In diesem Podcast diskutieren die Gastgeber Konstantin und Stephan über ihre persönlichen Geschmacksvorlieben beim Essen und wie sich Geschmackspräferenzen auf Beziehungen auswirken können. Sie sprechen darüber, wie Geschmack entsteht und wie er sozialisiert wird. Sie erwähnen auch, dass Geschmacksaversionen besonders hartnäckig sein können, da sie mit bestimmten Momenten oder Erinnerungen verbunden sind. 

Des Weiteren diskutieren sie über die Auswirkungen von Geruch auf Beziehungen und Kompetenzzuschreibungen. Sie erklären, dass unser Gehirn Schwierigkeiten hat, Unwohlsein aufgrund von Gerüchen zu beschreiben, da diese Information nicht in den Bereichen abgelegt ist, in denen unsere Wörter und Sachinformationen gespeichert sind. 
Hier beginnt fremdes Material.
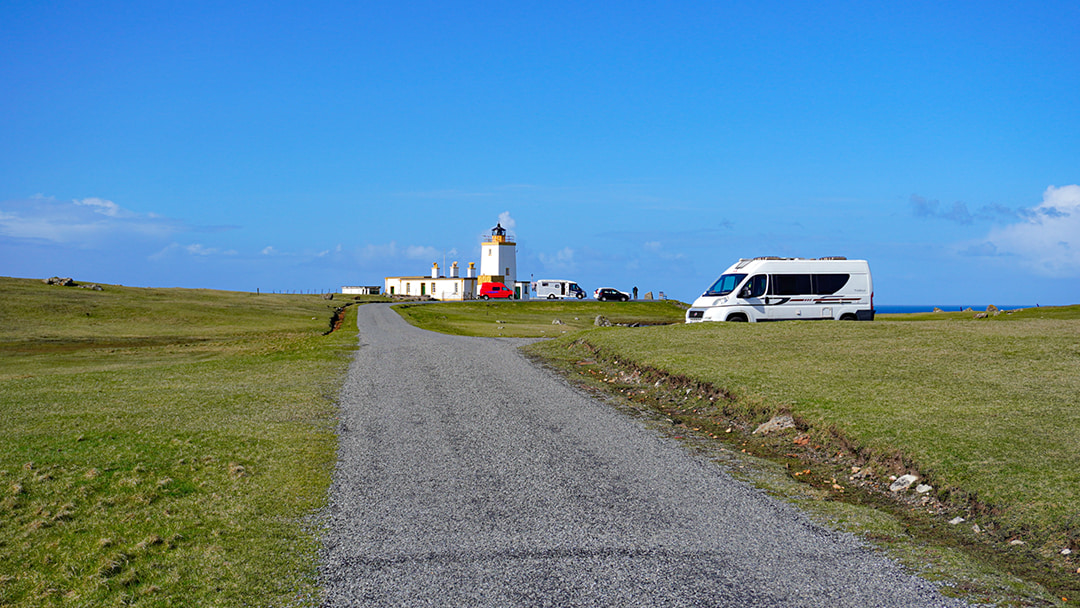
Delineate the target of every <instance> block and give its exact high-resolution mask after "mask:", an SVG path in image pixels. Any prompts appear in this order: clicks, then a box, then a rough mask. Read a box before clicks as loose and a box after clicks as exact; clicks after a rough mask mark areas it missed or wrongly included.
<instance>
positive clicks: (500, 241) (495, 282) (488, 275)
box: [480, 222, 517, 289]
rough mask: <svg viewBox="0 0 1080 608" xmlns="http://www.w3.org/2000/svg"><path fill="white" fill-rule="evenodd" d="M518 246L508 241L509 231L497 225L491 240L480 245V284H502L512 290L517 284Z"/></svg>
mask: <svg viewBox="0 0 1080 608" xmlns="http://www.w3.org/2000/svg"><path fill="white" fill-rule="evenodd" d="M515 248H516V244H515V243H511V242H509V241H507V229H505V228H503V227H502V224H501V222H500V224H497V225H496V227H495V228H492V229H491V239H490V240H488V241H484V242H483V243H481V245H480V256H481V257H480V282H481V283H502V284H503V285H505V286H507V287H510V288H511V289H513V288H514V285H515V284H516V282H517V254H516V252H515Z"/></svg>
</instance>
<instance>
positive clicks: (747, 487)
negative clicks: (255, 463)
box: [321, 305, 963, 608]
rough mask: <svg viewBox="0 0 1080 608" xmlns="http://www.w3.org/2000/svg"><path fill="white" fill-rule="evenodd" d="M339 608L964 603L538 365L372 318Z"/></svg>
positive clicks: (349, 454) (348, 524) (349, 504)
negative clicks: (588, 395) (824, 526)
mask: <svg viewBox="0 0 1080 608" xmlns="http://www.w3.org/2000/svg"><path fill="white" fill-rule="evenodd" d="M357 315H359V323H360V349H359V351H357V352H356V354H355V359H354V360H353V363H352V365H351V367H350V370H349V377H348V380H347V382H346V384H345V387H343V389H342V393H341V420H340V427H339V433H340V450H339V455H338V465H337V470H336V472H335V477H334V483H333V487H332V490H330V501H329V505H328V508H327V515H328V524H327V525H328V528H327V529H326V530H325V533H324V539H323V542H324V549H323V554H322V564H321V578H322V581H323V584H324V586H325V592H326V596H325V602H324V606H334V607H337V606H435V607H450V606H470V607H481V606H491V607H512V606H528V607H534V606H552V607H573V606H597V607H612V606H626V607H647V606H670V607H675V606H694V607H698V606H715V607H788V606H793V607H804V606H806V607H811V606H813V607H823V608H837V607H849V606H850V607H858V608H869V607H903V608H914V607H929V606H935V607H936V606H963V604H961V603H959V602H956V600H953V599H948V598H946V597H944V596H942V595H940V594H939V593H937V592H936V590H935V587H934V586H933V585H932V584H930V583H928V582H926V581H923V580H921V579H918V578H916V577H912V576H909V575H906V573H904V572H903V571H902V570H901V569H900V568H899V567H897V566H896V565H894V564H892V563H891V562H889V560H887V559H885V558H883V557H881V556H880V555H878V554H876V553H875V552H873V551H870V550H868V549H867V548H866V546H865V545H863V544H861V543H860V542H858V541H856V540H855V539H854V538H852V537H850V536H847V535H842V533H838V532H835V531H831V530H828V529H825V528H822V527H820V526H818V525H815V524H813V523H812V522H810V521H809V519H808V518H807V517H806V516H805V515H802V514H801V513H800V512H798V511H797V510H796V509H794V508H792V506H788V505H785V504H783V503H780V502H778V501H774V500H772V499H771V498H769V497H767V496H765V495H764V494H761V492H760V491H758V490H756V489H754V488H752V487H750V486H747V485H745V484H743V483H741V482H737V481H734V479H732V478H731V477H729V476H728V475H727V474H726V473H725V472H724V471H723V470H721V469H720V468H718V467H717V465H715V464H713V463H711V462H708V461H706V460H704V459H702V458H700V457H697V456H694V455H693V454H691V452H690V451H688V450H687V449H685V448H684V447H681V446H680V445H679V444H678V443H677V442H676V441H673V440H670V438H664V437H660V436H658V435H657V434H656V433H653V432H651V431H648V430H647V429H645V428H644V427H642V425H640V424H638V423H636V422H634V421H633V420H631V419H630V418H627V417H625V416H624V415H622V414H619V413H618V411H617V410H615V409H613V408H612V407H611V406H609V405H607V404H604V403H603V402H599V401H596V400H593V398H590V397H588V396H586V395H584V394H582V393H580V392H578V391H576V390H573V389H572V388H570V387H569V386H568V384H566V383H565V382H564V381H563V380H562V379H559V378H557V377H556V376H554V375H553V374H551V373H550V371H545V370H543V369H540V368H538V367H536V366H535V365H532V364H530V363H529V362H528V361H527V360H526V359H524V357H523V356H522V355H521V354H519V353H518V352H517V351H516V347H517V346H518V344H521V343H522V340H511V339H485V338H463V337H455V336H444V335H441V334H435V333H431V332H424V330H421V329H417V328H415V327H411V326H409V325H408V324H406V323H405V322H404V321H403V320H402V319H401V317H400V316H399V315H397V314H396V313H395V312H393V311H392V310H391V309H390V307H388V306H384V305H365V306H362V307H360V308H359V311H357Z"/></svg>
Sie diskutieren auch die Überforderung unseres Gehirns durch die Vielzahl neuer Gerüche seit der chemischen Revolution und die Reduzierung der Körperbehaarung, die dazu führt, dass wir kaum noch unseren eigenen Körpergeruch haben. Sie stellen die Frage, warum uns der Geruch von Moschusochsen angenehmer ist als der menschliche Körpergeruch.